The Pakistan Stock Exchange (PSX) experienced a dip into negative territory on Thursday, as profit-taking emerged after the benchmark index had hit an all-time high earlier in the session. Investors were seen balancing optimism derived from robust remittance inflows and budgetary continuity against the imperative to secure recent gains.
The Pakistan Stock Exchange’s (PSX) benchmark KSE-100 Index concluded the day at 124,093.12, registering a decline of 259.56 points, or 0.21%, from its previous close of 124,352.68. During the trading session, the index had ascended to an intraday high of 126,718.28, marking an increase of 2,365.6 points, or 1.9%, and successfully breaching the 126,000 points threshold. Conversely, the index also touched a low of 123,846.55, reflecting a fall of 506.13 points, or 0.41%.
Ahfaz Mustafa, CEO of Ismail Iqbal Securities, commented, “The market has been rallying for the last few sessions due to budget expectations. A mute budget which stays the path on consolidation and keeps continuity gives certainty to the market.” He further added, “This along with remarks by the finance minister for further rate cuts is fuelling the market.”
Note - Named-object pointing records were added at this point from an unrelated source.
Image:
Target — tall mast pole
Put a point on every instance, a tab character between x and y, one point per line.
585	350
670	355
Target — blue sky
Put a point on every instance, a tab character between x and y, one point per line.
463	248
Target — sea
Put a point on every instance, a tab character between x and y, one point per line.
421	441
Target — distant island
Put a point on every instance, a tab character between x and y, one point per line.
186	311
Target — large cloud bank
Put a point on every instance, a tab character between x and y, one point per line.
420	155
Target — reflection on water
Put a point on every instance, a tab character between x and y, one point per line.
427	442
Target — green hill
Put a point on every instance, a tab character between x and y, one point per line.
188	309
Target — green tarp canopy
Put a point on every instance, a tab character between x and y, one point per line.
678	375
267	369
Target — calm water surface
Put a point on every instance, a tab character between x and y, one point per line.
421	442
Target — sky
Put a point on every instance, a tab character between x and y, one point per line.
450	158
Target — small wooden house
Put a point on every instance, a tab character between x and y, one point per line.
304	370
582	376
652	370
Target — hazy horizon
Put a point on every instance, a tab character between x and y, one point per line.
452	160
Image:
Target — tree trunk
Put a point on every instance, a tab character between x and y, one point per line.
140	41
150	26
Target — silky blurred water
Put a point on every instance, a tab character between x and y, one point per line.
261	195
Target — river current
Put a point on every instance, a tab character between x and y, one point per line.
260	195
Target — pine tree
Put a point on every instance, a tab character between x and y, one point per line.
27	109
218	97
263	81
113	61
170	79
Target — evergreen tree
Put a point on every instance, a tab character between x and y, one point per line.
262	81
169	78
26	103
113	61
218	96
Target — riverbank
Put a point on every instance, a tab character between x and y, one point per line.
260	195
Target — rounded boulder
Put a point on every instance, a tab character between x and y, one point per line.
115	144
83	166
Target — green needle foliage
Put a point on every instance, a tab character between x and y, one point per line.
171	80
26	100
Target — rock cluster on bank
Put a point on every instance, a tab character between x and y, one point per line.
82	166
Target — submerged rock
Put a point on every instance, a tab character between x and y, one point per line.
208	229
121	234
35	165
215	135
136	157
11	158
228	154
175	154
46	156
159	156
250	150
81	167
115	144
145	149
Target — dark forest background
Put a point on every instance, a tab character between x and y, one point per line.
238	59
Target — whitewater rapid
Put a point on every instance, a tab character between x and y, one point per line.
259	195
Remittances to Pakistan saw a significant surge in May, reaching $3.7 billion, which marks the second-highest monthly inflow on record. This figure represents a 16% increase over April and a 13.7% rise compared to May of the previous year. Cumulative inflows for the first 11 months of FY25 amounted to $34.9 billion, an impressive 28.8% increase from $27.1 billion recorded in the corresponding period of FY24.
Analysts attributed this growth to the economic recovery supported by the IMF, enhanced exchange rate stability, and structural improvements within the banking system, which collectively encouraged overseas Pakistanis to utilize more formal channels for remittances. The notable spike in May was also linked to Eid-related transfers intended for the purchase of sacrificial animals.
In Wednesday’s auction of Market Treasury Bills, the government successfully raised Rs853 billion, marginally falling short of its Rs900 billion target, amidst total bids amounting to Rs2,992 billion. Cut-off yields demonstrated a decline across all tenors: the one-month yield decreased by 1 basis point (bps) to 11.09%, the three-month by 10 bps to 11.05%, the six-month by 22 bps to 10.97%, and the 12-month by 25 bps to 10.95%.
On Wednesday, the KSE-100 Index had experienced a substantial surge of 2,328.24 points, or 1.91%, closing at a record high of 124,352.68. The day’s high and low figures stood at 124,588.17 and 123,237.99 respectively, as the market reacted positively to the continuation of the capital gains tax policy and broader fiscal discipline measures.